The tree ring proxy was filtered based on its agreement with the temperature measurements, and then used to estimate temperatures prior to 1850, when we don't have measurements. If you want to think of it as substantiating something, it helped confirm the estimates made with other proxy data sets (other tree rings, ice cores, etc.), and it was not filtered based on its agreement with those other proxies. So I don't think that the research has the kind of obvious flaw that you're describing here.
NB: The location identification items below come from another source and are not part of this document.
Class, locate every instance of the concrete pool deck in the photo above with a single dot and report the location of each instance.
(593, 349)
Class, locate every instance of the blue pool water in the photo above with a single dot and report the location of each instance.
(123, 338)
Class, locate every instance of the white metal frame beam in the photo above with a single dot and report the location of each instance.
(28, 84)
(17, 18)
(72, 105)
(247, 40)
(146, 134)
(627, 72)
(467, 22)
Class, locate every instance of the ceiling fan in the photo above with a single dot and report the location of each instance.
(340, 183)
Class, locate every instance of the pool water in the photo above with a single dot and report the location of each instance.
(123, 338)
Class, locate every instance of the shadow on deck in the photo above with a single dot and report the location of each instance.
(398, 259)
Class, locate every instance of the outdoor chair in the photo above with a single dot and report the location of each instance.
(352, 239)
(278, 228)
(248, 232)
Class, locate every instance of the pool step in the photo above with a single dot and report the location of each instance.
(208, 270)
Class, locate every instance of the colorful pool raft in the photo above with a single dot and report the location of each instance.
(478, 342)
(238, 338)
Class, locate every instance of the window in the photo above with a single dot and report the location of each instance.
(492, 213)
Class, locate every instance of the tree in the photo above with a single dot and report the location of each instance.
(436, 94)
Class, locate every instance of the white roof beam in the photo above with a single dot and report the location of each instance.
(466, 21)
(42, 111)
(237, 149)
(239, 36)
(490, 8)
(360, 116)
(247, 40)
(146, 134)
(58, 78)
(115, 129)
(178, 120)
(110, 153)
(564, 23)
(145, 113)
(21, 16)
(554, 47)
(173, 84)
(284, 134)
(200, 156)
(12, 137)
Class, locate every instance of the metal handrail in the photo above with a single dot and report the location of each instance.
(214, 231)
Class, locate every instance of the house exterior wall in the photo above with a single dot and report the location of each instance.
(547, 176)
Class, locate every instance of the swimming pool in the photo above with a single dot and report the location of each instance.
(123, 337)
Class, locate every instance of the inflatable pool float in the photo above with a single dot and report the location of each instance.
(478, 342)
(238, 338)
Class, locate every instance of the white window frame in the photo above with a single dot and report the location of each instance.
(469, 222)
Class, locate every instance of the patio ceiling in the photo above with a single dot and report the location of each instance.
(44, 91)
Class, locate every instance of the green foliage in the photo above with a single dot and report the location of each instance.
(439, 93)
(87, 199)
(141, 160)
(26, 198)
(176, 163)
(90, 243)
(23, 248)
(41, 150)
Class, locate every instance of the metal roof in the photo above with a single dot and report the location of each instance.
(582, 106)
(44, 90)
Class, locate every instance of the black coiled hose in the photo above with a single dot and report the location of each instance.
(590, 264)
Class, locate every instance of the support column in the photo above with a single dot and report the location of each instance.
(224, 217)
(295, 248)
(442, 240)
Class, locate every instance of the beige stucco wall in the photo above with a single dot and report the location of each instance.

I do think that the divergence problem raises questions which I haven't seen answered adequately, but I've assumed that those questions were dealt with in the climate literature. The biggest issue I have is with using the tree ring proxy to support the claim that the temperatures of the past few decades are unprecedented (in the context of the past 1500 years or so) when that proxy hasn't tracked the high temperatures over the past few decades. I thought you might have been referring to that with your "further substantiation" comment, and that either you knew enough about the literature to correct my mistaken assumption that it dealt with this problem, or you were overclaiming by that nobody in the field was concerned about this and we could at least get glimpses of the literature that dealt with it. (And I have gotten those glimpses over the past couple days - Wikipedia cites a paper that raises the possibility that tree rings don't track temperatures above a certain threshold, and the paper I linked shows that they are trying to use proxies that don't diverge.)